As part of a continuing investigation into Mayor Bill de Blasio’s now-defunct political nonprofit, a state ethics panel has served City Hall with a broad subpoena for communications linked to the organization, including correspondence between donors, aides, private consultants, and the mayor.
According to a report in the Times, the New York State Joint Commission on Public Ethics is looking at whether the Campaign for One New York failed to re-register as a lobbying entity in 2015 and operated without disclosing donations from people with “business before the city,” like unions and corporations.
Since 2014, the Campaign for One New York — run by the mayor’s allies to push his political agenda and policies, such as universal pre-K and plans for affordable housing — generated over $4 million. It disbanded in March after good-government groups filed a complaint citing the fact that the group had accepted large donations as a conflict of interest. This past summer, the Campaign Finance Board did not find any violation of campaign finance laws for the group, but concluded that it would closely examine last year’s expenditures.
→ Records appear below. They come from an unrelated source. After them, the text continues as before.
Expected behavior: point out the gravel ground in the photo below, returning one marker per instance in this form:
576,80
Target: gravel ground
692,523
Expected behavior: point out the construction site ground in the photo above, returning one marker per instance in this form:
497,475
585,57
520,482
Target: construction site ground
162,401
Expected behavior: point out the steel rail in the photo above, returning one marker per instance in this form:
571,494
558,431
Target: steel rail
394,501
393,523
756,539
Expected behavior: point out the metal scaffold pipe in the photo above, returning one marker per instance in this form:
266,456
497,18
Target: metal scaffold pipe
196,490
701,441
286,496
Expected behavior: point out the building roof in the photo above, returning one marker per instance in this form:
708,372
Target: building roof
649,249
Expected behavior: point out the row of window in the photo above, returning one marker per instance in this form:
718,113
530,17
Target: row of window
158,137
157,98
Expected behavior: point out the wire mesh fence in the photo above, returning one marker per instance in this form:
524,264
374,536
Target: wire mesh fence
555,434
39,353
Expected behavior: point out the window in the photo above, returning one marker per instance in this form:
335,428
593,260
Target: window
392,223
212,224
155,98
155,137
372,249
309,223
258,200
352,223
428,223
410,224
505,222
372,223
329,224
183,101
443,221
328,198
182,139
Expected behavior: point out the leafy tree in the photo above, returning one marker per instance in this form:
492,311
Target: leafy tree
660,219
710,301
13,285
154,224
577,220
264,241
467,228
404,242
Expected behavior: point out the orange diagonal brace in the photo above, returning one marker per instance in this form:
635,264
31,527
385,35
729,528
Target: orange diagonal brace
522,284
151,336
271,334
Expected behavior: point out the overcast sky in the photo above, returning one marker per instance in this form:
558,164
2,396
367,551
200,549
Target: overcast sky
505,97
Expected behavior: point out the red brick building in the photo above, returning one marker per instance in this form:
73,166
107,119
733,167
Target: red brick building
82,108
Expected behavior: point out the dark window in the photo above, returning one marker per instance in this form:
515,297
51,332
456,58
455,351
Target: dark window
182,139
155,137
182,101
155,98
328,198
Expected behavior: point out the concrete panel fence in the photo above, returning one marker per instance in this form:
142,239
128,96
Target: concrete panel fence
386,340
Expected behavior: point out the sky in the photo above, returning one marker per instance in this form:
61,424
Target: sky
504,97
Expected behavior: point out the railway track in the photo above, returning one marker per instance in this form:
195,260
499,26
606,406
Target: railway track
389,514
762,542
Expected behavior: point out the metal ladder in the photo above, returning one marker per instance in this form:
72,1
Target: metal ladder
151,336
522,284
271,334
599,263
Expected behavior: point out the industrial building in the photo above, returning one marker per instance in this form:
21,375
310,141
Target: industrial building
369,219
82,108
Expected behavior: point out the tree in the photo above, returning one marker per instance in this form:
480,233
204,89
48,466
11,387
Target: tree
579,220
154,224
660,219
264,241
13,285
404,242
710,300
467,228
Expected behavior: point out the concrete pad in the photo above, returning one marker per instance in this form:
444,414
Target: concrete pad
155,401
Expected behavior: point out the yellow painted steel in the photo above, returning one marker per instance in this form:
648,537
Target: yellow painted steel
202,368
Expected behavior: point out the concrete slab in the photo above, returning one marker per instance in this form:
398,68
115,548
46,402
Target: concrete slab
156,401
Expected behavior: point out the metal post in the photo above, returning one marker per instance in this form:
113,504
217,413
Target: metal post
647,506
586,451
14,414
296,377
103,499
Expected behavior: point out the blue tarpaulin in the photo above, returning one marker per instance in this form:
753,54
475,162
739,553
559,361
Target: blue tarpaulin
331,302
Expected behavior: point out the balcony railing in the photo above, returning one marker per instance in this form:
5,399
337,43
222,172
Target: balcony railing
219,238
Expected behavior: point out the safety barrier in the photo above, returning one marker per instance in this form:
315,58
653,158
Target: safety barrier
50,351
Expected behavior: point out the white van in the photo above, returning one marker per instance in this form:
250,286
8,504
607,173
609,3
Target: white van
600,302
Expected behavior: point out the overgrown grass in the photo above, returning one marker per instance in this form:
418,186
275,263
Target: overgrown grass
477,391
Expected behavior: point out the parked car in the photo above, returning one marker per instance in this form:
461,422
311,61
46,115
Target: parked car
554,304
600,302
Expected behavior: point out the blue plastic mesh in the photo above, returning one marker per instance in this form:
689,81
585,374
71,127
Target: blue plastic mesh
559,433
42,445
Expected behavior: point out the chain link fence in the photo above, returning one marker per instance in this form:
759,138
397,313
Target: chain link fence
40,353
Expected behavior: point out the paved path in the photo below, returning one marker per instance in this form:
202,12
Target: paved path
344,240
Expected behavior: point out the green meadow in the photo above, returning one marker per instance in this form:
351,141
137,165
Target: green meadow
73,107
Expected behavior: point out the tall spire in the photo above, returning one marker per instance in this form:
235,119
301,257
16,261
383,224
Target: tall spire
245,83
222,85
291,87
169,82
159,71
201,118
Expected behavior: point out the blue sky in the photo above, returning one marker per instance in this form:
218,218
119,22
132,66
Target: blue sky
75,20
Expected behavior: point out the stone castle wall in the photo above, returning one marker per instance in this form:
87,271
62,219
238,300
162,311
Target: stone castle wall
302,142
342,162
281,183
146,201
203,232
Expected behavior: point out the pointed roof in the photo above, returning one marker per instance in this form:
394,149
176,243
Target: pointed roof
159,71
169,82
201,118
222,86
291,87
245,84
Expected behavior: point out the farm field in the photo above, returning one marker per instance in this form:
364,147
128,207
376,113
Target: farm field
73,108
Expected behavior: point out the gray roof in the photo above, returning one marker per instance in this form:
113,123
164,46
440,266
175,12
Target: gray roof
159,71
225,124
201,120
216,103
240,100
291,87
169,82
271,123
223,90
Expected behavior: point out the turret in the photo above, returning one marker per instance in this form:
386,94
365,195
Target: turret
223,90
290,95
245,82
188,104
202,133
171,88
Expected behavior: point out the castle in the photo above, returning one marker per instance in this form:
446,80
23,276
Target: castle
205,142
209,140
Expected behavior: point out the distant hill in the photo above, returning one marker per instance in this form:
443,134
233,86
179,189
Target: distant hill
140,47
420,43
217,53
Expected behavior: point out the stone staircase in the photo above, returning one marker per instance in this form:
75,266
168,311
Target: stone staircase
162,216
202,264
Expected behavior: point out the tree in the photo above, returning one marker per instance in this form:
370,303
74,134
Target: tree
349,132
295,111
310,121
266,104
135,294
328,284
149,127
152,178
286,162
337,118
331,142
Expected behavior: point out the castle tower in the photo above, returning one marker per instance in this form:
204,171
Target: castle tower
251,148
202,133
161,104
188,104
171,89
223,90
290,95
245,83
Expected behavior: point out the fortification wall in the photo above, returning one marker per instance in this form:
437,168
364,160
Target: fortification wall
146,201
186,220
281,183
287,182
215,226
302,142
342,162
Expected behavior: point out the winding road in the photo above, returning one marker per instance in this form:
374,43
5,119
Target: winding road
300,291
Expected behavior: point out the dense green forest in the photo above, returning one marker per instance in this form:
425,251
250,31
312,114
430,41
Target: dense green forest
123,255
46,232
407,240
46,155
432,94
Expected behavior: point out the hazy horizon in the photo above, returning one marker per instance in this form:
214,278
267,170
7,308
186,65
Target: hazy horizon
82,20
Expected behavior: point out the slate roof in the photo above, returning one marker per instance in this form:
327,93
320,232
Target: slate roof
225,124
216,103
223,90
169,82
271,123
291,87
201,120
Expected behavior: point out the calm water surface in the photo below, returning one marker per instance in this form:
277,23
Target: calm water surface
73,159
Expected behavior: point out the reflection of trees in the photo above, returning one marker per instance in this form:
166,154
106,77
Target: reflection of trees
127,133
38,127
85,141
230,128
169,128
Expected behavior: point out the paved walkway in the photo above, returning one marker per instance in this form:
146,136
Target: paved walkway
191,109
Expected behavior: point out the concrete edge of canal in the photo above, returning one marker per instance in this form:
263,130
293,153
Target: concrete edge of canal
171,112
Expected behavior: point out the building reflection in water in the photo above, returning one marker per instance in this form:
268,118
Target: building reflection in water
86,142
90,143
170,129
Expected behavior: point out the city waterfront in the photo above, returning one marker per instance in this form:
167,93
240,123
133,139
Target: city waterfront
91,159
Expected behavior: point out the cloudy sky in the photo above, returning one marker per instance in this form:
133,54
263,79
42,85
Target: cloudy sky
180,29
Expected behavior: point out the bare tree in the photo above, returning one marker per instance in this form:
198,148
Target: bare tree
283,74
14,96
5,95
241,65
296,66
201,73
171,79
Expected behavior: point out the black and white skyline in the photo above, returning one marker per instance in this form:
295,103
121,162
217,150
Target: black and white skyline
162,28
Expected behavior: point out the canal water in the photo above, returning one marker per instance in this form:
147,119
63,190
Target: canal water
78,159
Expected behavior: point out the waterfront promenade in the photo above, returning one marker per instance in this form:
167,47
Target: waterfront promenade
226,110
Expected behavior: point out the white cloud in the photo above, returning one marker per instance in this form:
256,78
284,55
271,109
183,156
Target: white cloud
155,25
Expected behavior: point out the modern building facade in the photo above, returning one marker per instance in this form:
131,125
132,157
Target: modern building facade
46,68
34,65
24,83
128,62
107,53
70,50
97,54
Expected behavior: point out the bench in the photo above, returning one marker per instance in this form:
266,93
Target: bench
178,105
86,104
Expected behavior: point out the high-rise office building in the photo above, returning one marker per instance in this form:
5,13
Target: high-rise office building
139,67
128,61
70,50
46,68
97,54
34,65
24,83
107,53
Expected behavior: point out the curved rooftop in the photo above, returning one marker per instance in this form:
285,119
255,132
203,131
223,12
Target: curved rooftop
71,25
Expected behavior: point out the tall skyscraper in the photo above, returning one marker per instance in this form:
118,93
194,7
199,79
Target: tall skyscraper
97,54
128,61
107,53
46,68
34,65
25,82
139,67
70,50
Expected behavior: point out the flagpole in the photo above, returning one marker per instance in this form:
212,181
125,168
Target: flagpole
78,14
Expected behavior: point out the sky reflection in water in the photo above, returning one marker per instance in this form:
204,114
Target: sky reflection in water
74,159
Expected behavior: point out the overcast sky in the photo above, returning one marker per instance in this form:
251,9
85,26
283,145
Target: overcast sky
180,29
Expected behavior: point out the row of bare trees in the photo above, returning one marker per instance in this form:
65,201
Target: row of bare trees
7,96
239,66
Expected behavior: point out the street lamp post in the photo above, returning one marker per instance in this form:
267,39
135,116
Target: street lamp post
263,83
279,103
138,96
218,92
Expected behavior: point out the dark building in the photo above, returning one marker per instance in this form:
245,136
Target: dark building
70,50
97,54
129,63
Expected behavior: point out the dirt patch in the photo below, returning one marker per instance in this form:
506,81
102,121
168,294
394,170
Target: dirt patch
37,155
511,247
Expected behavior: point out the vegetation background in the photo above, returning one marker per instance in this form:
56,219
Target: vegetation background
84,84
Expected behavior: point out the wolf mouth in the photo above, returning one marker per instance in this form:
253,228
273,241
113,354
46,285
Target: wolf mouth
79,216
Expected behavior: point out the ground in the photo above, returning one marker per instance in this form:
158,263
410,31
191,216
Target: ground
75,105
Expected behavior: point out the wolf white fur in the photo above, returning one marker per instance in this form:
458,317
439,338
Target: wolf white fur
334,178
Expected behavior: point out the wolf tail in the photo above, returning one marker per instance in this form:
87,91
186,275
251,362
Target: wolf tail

Twice previously, the organization didn’t comply with subpoenas from the state ethics panel. Laurence Laufer, an attorney for Campaign for One New York, accused the agency of a “blatant political exercise” in their attempt to gather information related to lobbying for Mayor de Blasio, and nothing more than political retribution from Governor Andrew Cuomo. A judge didn’t buy that argument.
The new subpoena for documents on Wednesday stems from a September 14 ruling against de Blasio, who contended the information should not be released because it was privileged.
In response to the ethics panel investigation, Laufer told the Times the continuing “year-and-a-half-long political fishing expedition” was no surprise, and that the state ethics panel “invented yet another frivolous legal theory to justify its existence.”
Dick Dadey, executive director of Citizens Union, a civics group, tells the Voice that the JCOPE ethics investigation “doesn’t look good for the mayor,” especially after he ran on a platform of greater transparency.
“Where there’s smoke, there’s fire,” Dadey says. “And there’s a fair amount of smoke coming out of City Hall.”